Séverine Clavier1,2, Xiuxia Du, Sandrine Sagan3, Gérard Bolbach1,2, and Emmanuelle Sachon1,2
- Laboratoire des Biomolécules, UMR7203 UPMC-ENS-CNRS-INSERM ERL1157, cc182, 4 place Jussieu,75252 Paris Cedex 05, France
- Plateforme de spectrométrie de masse et protéomique, IBPS-UPMC, cc41, 7-9 quai saint Bernard,75252 Paris Cedex 05, France
- Department of Bioinformatics and Genomics, University of North Carolina at Charlotte, USA
Cell penetrating peptides (CPPs) are attracting attention because of their ability to deliver biologically active molecules into cells. On their way they can interact with membrane and intracellular proteins. To fully understand and improve CPP efficiency as drug delivery tools, their partners need to be identified. To investigate CPP-protein complexes, chemical cross-linking coupled to mass spectrometry is a relevant method. With this aim, we developed an original approach based on two parallel strategies, an intact complex analysis and a bottom-up one, to have a global characterization of the cross-linked complexes composition as well as a detailed mapping of the interaction zones.
CovalX Technology Used (Click each option to learn more)

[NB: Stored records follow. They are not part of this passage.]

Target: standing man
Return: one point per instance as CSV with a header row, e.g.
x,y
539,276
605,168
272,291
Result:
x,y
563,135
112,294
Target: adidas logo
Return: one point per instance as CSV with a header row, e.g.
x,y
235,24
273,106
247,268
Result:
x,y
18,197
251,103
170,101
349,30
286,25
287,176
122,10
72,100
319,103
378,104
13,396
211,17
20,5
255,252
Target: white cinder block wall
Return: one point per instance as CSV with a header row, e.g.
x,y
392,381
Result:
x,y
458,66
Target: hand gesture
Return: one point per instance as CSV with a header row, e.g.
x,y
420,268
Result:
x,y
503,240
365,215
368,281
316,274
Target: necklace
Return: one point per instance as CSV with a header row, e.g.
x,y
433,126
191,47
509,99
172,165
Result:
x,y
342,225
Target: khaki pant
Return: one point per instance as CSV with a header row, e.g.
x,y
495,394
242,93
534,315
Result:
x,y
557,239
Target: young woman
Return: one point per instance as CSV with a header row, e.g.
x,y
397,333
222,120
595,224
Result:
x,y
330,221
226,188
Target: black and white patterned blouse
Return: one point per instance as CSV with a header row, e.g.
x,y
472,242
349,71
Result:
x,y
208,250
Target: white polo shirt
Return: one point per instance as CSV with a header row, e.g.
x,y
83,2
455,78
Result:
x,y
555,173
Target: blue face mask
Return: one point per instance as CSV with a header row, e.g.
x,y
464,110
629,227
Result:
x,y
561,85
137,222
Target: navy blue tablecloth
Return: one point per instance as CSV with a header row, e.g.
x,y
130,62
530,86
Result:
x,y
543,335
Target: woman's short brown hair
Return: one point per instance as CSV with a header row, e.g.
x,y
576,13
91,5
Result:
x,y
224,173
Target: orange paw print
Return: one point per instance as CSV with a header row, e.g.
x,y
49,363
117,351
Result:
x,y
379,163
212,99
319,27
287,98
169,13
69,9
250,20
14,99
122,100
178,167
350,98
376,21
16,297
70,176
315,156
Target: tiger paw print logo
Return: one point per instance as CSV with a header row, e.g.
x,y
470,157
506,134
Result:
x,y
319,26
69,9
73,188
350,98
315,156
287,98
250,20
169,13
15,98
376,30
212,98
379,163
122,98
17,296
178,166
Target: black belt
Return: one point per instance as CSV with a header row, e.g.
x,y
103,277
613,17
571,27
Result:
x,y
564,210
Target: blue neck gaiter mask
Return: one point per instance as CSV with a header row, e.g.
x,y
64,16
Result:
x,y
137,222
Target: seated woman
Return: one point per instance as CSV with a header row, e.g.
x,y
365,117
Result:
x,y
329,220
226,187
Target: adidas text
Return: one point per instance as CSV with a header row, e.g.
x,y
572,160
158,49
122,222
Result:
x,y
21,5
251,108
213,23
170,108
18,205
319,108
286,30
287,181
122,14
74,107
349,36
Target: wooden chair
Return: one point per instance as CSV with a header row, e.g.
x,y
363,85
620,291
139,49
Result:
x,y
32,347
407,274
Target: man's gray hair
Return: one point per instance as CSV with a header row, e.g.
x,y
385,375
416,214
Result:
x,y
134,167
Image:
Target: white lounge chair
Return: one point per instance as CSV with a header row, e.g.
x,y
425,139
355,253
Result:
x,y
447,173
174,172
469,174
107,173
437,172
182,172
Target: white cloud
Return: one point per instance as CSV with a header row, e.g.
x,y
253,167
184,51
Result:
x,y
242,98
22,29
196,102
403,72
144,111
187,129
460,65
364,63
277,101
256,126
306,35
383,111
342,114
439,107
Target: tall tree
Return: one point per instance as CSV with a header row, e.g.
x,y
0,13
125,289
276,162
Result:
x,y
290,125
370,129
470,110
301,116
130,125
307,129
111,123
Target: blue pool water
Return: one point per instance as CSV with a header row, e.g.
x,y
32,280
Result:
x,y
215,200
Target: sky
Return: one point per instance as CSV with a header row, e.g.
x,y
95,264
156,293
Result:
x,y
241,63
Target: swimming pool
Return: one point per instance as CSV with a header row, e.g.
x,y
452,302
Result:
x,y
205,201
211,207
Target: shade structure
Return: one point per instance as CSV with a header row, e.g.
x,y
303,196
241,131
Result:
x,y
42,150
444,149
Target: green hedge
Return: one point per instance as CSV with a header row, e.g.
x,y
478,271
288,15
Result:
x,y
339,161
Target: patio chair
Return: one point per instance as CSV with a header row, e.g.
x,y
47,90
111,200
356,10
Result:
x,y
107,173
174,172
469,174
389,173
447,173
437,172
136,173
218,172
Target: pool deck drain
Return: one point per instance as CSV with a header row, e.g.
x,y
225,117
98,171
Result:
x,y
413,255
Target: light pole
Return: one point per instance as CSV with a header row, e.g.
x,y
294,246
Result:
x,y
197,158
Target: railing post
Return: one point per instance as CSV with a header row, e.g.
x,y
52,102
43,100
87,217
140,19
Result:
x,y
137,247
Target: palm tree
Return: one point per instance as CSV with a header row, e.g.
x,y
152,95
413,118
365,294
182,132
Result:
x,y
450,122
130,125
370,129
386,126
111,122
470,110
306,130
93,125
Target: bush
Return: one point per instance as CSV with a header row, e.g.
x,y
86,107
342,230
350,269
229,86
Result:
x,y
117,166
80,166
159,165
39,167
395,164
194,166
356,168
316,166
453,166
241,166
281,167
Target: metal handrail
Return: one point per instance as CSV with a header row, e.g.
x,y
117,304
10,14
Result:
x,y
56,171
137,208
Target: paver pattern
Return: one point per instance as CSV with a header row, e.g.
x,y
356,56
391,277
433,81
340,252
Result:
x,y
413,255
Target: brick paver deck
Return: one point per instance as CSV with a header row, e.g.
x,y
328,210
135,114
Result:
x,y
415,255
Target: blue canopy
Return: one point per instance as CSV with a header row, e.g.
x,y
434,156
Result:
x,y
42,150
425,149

Monomeric actin (G-actin) lyophilized in Tris, ATP, and CaCl2 was dialyzed against a buffer (20 mM HEPES, 150 mM NaCl, 0.5 mM DTT, 200 μM CaCl2, 200 μM ATP, 0.005% NaN3 (pH 8.0)). Stock solutions of CPP and actin were diluted in the same buffer to concentrations of 10 μM. A different buffer containing 20 mM HEPES and 150 mM NaCl was used for CPP and albumin. All samples were incubated for 15 minutes and then 50 mM of K100 (SBAT, SBBT, GBAT) was solubilized in DMF and added to create a 2 mM final concentration of cross-linkers. The cross linking reactions occurred over a period of 120 minutes at room temperature with general stirring. The reactions were quenched with Tris-base to reach a final concentration of 15 mM. To verify the specificity of the cross-linking reaction, (R/W)9 CPP (10 μM) was incubated with a commercial mixture of insulin (4 μM), cytochrome C (12 μM), and myoglobin (16 μM) with the K100 Stabilization Kit. The MALDI-TOF analysis was compared with and without the cross-linking kit and revealed that there were no discriminating peaks.